It's politics as usual in NYC's mayoral race ON POLITICS

JACK GERMOND & JULES WITCOVER

October 28, 1993|By JACK GERMOND & JULES WITCOVER

NEW YORK -- It was a quintessential bit of New York political theater -- Mayor David Dinkins standing on the steps of City Hall surrounded by prominent Democrats, most of them Jewish, who were bestowing their blessing on his candidacy for a battery of cameras.

You had to wonder why less than a week from the election Dinkins needs the testimonials of people like Bella Abzug and Abe Beame, the 87-year-old former mayor. But the message was clear: David Dinkins is good enough for these prominent Jews so why not for you people out there in Brooklyn and Queens?

That's what the campaign for mayor of the nation's largest city has become -- a question of establishing credentials. The Dinkins campaign is clearly relying on persuading enough traditional Democrats that he should be given another chance after a first-term performance that has turned many of them away from him.

Meanwhile, Republican challenger Rudolph Giuliani is trying to provide those same voters some reassurance by projecting a picture of himself as a non-threatening, perhaps even good humored, and competent new leader who offers some hope for a better city. "Rudy's demeanor is going to be the big argument," says David Garth, the veteran media consultant advising his campaign.

Thus, a couple of hours after Dinkins' media event at City Hall, Giuliani held one of his own in midtown, appearing before an audience of supporters at the Roosevelt Hotel to promise a "new era" of conciliatory politics in the city that would appeal to a "higher instinct" in the electorate rather than blind party loyalty and racial and ethnic stereotyping. The message here was also clear: New Yorkers have nothing to fear from Rudy Giuliani in City Hall.

In fact, however, the outcome here seems to depend almost entirely on the size of the various blocs that make up the electorate next Tuesday.

For Dinkins, the first imperative is a huge black turnout, as much as the 28 percent of the total electorate exit polls found when Dinkins defeated Giuliani narrowly four years ago. Should that black share drop to 25 percent or 26 percent, the margin either way is likely to be razor thin. A black share down around 22 percent would probably mean Giuliani would be elected.

But Dinkins also needs close to the one-third of the Jewish vote he received in 1989, and published polls so far show him under 30 percent with this key group, which is why Bella Abzug and Abe Beame seemed relevant.

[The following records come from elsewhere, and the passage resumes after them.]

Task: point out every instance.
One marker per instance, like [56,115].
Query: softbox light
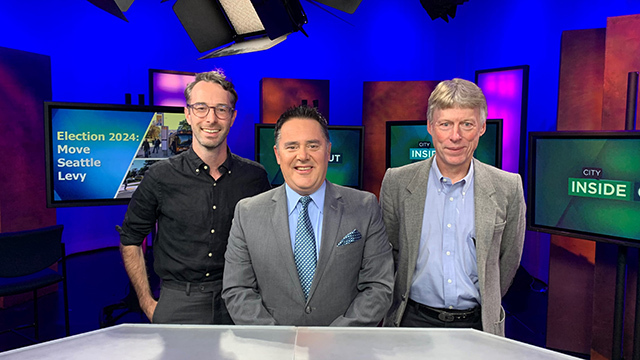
[251,24]
[114,7]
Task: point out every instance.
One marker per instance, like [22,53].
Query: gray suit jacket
[352,285]
[499,223]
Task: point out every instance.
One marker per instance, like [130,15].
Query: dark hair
[217,77]
[304,112]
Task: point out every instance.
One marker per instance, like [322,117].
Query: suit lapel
[414,212]
[485,215]
[280,227]
[332,214]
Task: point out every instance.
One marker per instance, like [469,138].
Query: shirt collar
[293,197]
[466,181]
[197,165]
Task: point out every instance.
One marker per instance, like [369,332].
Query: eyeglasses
[201,110]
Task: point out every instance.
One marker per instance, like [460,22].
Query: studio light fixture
[114,7]
[441,8]
[348,6]
[250,25]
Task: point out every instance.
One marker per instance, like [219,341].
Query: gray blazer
[499,222]
[353,283]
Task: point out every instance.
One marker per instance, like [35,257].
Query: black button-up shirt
[193,212]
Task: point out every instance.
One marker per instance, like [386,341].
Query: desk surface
[148,341]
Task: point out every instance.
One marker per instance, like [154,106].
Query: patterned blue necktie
[305,248]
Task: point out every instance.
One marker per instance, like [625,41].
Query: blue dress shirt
[315,210]
[446,274]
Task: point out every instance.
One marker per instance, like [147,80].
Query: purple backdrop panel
[25,83]
[166,88]
[505,90]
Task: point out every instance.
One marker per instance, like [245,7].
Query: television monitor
[585,185]
[95,153]
[345,163]
[166,87]
[409,141]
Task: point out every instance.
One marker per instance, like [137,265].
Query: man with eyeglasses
[192,197]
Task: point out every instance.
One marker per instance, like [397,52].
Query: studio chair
[25,258]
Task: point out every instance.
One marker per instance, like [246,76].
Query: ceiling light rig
[230,27]
[441,9]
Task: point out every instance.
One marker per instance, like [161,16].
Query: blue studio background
[97,58]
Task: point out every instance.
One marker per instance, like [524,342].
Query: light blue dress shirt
[315,210]
[446,274]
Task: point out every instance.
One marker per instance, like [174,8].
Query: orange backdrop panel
[388,101]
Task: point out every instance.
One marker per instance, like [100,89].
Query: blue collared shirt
[446,274]
[315,209]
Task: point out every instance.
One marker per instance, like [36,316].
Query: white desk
[148,341]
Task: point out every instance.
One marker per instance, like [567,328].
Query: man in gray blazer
[456,225]
[308,253]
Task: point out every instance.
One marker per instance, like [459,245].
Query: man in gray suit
[456,225]
[308,253]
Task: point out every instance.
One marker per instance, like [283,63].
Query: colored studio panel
[388,101]
[25,83]
[277,95]
[506,92]
[621,57]
[572,261]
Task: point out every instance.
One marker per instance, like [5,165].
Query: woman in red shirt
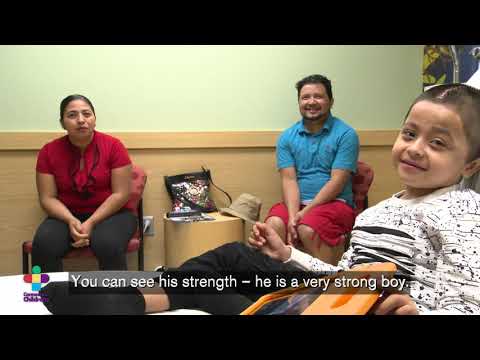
[83,183]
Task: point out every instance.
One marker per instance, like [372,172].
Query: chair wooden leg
[25,263]
[140,258]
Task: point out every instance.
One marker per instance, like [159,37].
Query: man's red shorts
[331,221]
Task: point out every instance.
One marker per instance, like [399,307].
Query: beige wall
[240,162]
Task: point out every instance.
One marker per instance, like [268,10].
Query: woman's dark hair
[465,100]
[315,79]
[71,98]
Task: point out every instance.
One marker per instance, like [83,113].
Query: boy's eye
[438,143]
[409,134]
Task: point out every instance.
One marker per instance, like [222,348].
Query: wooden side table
[186,240]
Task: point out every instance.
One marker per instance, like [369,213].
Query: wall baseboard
[185,140]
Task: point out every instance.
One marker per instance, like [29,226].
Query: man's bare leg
[155,302]
[277,224]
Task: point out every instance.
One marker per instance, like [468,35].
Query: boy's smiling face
[431,150]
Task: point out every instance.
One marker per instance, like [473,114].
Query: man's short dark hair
[315,79]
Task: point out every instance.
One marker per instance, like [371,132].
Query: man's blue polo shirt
[313,156]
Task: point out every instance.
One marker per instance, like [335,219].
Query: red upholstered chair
[139,179]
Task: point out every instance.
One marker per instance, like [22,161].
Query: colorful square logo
[36,278]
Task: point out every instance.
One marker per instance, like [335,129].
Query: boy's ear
[471,168]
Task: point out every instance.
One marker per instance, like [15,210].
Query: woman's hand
[292,234]
[79,238]
[264,238]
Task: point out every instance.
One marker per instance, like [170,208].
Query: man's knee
[276,222]
[306,233]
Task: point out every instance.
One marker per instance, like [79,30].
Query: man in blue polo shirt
[316,158]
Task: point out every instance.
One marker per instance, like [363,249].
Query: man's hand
[264,238]
[395,304]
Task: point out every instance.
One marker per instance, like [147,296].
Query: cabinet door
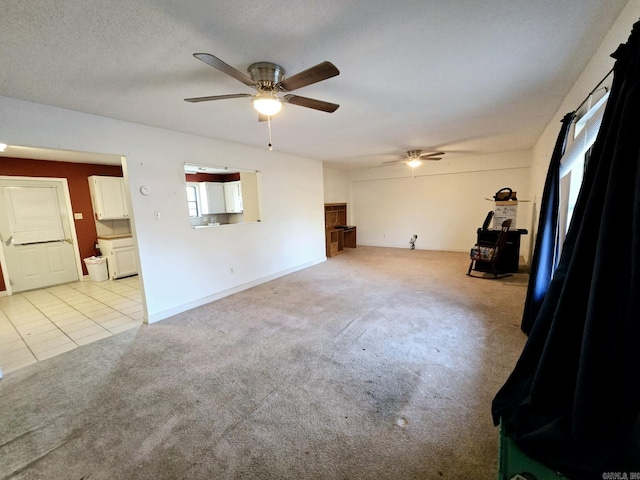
[233,197]
[122,262]
[109,201]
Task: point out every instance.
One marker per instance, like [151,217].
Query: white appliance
[120,253]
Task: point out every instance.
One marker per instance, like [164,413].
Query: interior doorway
[39,241]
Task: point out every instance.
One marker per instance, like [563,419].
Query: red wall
[76,175]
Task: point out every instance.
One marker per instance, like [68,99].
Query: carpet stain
[402,422]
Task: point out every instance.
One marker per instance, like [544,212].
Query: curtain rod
[594,90]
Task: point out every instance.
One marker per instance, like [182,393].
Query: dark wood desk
[510,257]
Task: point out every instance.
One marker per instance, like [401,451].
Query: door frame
[72,226]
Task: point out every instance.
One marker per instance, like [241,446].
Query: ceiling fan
[415,157]
[268,79]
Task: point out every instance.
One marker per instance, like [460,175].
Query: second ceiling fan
[268,79]
[415,157]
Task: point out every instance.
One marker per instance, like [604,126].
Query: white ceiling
[462,76]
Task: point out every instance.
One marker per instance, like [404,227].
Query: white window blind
[33,214]
[587,128]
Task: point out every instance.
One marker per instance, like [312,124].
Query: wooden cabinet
[121,256]
[108,197]
[338,234]
[233,197]
[212,197]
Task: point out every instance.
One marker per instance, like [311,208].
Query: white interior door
[36,233]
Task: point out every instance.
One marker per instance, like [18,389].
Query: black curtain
[546,250]
[573,399]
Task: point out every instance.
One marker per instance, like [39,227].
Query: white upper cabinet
[108,197]
[233,197]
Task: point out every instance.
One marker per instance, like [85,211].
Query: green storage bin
[513,462]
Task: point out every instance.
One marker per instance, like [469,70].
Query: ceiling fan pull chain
[269,127]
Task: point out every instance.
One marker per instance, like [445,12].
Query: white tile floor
[40,324]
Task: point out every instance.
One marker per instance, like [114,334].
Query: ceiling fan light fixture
[267,103]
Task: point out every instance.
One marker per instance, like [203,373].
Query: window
[575,159]
[192,200]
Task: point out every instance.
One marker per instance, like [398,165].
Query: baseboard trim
[156,317]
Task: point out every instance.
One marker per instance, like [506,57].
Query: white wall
[336,186]
[441,202]
[182,267]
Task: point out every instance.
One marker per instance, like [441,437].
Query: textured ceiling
[462,76]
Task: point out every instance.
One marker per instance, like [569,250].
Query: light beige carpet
[379,364]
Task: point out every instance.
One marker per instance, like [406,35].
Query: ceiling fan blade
[429,156]
[320,72]
[404,160]
[216,97]
[225,68]
[311,103]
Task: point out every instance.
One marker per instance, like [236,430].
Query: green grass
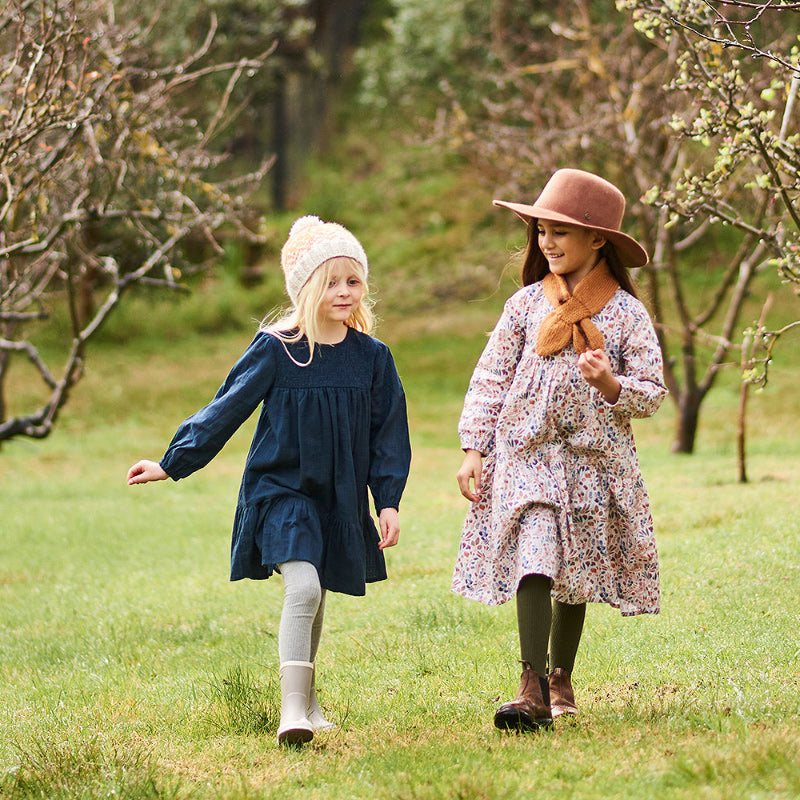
[132,668]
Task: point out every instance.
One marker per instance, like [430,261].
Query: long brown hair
[535,266]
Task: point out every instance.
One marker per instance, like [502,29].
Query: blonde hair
[302,319]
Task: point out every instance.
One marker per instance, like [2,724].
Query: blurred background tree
[108,175]
[686,126]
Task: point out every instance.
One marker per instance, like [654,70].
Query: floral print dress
[562,492]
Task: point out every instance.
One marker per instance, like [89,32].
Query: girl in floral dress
[332,426]
[560,516]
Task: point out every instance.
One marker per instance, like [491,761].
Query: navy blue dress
[326,433]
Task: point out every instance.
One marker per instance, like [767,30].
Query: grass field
[131,668]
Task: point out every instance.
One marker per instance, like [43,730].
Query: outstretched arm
[390,528]
[145,471]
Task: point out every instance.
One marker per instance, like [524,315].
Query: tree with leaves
[108,168]
[576,84]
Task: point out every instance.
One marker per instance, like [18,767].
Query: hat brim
[631,253]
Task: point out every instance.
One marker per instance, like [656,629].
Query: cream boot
[295,726]
[314,712]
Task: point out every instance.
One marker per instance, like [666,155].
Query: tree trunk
[686,429]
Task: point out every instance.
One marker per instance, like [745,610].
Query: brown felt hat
[580,198]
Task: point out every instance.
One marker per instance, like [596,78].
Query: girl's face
[571,251]
[342,295]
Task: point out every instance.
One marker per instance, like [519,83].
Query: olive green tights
[541,621]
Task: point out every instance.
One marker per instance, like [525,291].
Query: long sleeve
[390,449]
[200,437]
[642,371]
[491,380]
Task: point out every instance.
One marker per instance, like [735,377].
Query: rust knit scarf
[572,313]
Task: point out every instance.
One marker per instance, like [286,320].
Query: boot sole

A month ago Giuliani seemed clearly on the road to success. In a city preoccupied by crime, Dinkins was carrying the heavy baggage of his hesitant performance in acting against rampaging blacks in the Crown Heights riots and in dealing with the black boycott against Korean grocers. And if the mayor had a specific plan to remedy New York's ills in a second term, it was a well kept secret so far as most of the voters were concerned.

But the Dinkins campaign has succeeded in driving up the negatives of the Republican challenger, branding him as an ally of Ronald Reagan because he was a federal prosecutor in the Reagan years and suggesting that he is not fully committed to abortions rights and would attract fascist support because of his right-wing views.

The result now is that published opinion polls show the race within the margin of error if a tough screen is applied to identify those who are most certain to vote Tuesday.

But Giuliani has countered not only by presenting himself as a far less threatening figure than Dinkins would paint but by stressing the idea that Democrats can vote for him without being struck down from the heavens. The single most compelling commercial of the campaign shows Robert Wagner Jr., the son of the revered former mayor, explaining why he is supporting Giuliani although a "staunch Democrat" for his entire life.

The bottom line is a campaign being waged at the least subtle or substantive level -- endorsements, high-blown rhetoric, TV spots that counter the other side. At a time when voters everywhere seem to be looking for serious attempts to solve government problems, they are getting far less. The new politics has not quite made it to the Big Apple.